Not only did HB 562 seek to make abortion access more difficult, it presented incorrect information about medication abortion as fact. HB 562 stated that the effects of mifepristone, the first pill taken in a medication abortion, can be reversed by taking progesterone. However a 2020 randomized control trial using progesterone to halt the effects of mifepristone found severe side effects for those who combined the two medications. It is frightening that a bill presenting dangerous medical misinformation as fact could potentially be a state law.
There’s one huge thing these three bills have in common: they don’t need to exist; not in New Hampshire, and not in any state. These bills are filled with purposefully vague language that makes room for endless hypothetical situations, distracting from what they really aim to do: deny people health care and rob them of their bodily autonomy.
On Thursday March 23rd, the New Hampshire House of Representatives voted “Inexpedient to Legislate” on HB 346, HB 562, and HB 591, stopping all three of these bills from becoming laws.

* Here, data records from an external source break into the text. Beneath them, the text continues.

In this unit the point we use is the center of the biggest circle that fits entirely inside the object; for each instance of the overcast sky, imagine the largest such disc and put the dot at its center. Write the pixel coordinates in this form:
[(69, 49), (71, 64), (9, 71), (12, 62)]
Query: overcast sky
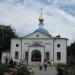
[(23, 15)]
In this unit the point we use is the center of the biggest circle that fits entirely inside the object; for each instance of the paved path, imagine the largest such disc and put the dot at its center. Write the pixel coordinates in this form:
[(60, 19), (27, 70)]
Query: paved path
[(50, 71)]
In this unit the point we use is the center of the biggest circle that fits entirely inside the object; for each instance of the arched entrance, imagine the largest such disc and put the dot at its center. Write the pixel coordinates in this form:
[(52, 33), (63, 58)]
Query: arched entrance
[(36, 56)]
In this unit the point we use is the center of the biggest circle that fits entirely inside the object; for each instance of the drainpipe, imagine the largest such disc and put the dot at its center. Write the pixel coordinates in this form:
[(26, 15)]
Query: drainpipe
[(53, 50), (21, 50)]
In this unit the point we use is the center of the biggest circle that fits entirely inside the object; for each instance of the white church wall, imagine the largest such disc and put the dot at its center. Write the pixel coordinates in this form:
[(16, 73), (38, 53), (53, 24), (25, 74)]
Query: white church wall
[(4, 56), (41, 49), (36, 35), (14, 48), (61, 49)]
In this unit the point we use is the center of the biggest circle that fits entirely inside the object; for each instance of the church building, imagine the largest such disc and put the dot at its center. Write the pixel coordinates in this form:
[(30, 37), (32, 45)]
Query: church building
[(37, 47)]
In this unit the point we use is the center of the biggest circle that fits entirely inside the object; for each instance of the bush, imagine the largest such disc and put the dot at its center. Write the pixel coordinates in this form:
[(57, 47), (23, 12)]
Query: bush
[(23, 70), (3, 68)]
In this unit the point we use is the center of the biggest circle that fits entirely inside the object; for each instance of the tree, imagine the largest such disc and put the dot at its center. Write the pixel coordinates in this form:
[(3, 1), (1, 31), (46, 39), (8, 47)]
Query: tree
[(6, 33), (71, 53)]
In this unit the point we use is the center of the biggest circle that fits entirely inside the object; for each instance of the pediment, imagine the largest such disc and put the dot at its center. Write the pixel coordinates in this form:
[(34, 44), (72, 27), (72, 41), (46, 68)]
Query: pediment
[(37, 35)]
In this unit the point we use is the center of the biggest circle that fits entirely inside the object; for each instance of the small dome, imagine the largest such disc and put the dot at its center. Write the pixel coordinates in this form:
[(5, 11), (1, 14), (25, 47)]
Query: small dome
[(41, 19), (42, 30)]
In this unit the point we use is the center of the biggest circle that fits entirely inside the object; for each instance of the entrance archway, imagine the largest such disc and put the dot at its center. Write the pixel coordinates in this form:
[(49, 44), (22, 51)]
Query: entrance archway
[(36, 56)]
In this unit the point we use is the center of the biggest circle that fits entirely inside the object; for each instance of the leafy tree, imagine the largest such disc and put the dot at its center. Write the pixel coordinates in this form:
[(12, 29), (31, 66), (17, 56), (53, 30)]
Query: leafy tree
[(6, 33)]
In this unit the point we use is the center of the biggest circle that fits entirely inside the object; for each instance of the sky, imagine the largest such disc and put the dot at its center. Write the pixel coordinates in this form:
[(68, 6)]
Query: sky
[(23, 15)]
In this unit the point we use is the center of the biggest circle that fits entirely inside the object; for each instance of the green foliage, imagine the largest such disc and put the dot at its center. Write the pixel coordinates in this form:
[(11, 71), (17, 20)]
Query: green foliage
[(23, 71), (71, 54), (3, 68), (6, 33)]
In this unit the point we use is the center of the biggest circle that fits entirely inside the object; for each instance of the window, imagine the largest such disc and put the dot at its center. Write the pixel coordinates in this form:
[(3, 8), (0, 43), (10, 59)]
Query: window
[(58, 45), (47, 55), (17, 45), (26, 56), (16, 54), (37, 35), (58, 55)]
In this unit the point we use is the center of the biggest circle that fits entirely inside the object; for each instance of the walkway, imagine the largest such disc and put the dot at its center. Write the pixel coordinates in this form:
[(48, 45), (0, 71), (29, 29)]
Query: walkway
[(50, 71)]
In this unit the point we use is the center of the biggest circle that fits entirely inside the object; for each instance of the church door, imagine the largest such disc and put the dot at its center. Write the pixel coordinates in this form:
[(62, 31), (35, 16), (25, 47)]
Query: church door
[(36, 56)]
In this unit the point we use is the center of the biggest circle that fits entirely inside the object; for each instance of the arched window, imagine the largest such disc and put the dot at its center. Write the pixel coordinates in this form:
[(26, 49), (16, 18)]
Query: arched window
[(36, 56)]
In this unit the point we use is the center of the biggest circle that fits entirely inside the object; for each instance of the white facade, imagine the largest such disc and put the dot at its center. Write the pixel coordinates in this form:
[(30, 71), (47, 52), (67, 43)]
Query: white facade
[(45, 44), (39, 46)]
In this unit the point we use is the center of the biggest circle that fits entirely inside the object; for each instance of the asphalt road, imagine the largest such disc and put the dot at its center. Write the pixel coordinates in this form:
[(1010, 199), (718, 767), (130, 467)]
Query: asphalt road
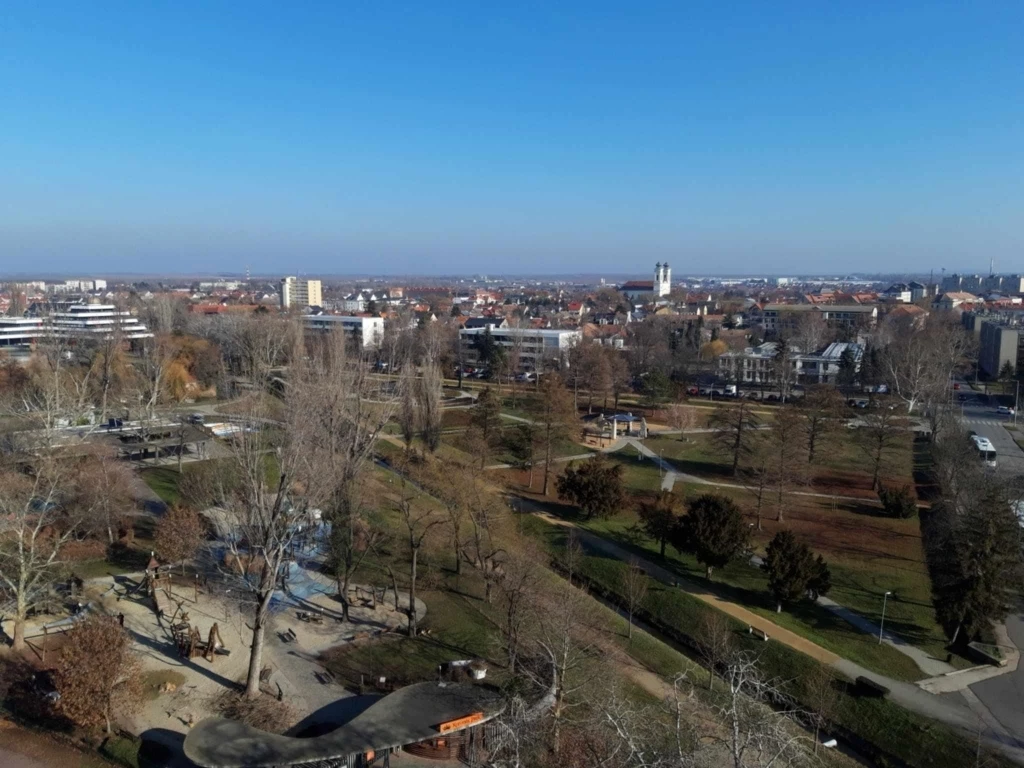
[(1003, 695)]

Abortion continues to be legal up until 24 weeks in New Hampshire. The 23rd saw a multitude of wins for reproductive justice, as both HB 88 The Access to Abortion Care Act and HB 224 that protects abortion providers from criminalization were voted “Ought to Pass” and will move on to the Senate. These results will continue to protect and progress reproductive and medical decisions in New Hampshire. But we still cannot say the state of New Hampshire protects abortion as a constitutional right. CACR 2 was voted “Ought to Pass” 193-191. However the constitutional amendment requires a 3/5’s majority support to move forward.
There is still work to do; there always is. After passing through the House HB 88 and HB 224 will go on to the Senate. The Senate will hear public testimonies as well. Their votes will determine whether HB 88 and 224 will end up on Governor Sununu’s desk, waiting to be signed into Law. But these House results will continue to keep Granite Staters seeking reproductive care safe. HB 346, 562, and 591 have been killed in the House of Representatives. These are the rays of light we’ve been working so hard for in a seemingly very dark post-Roe world.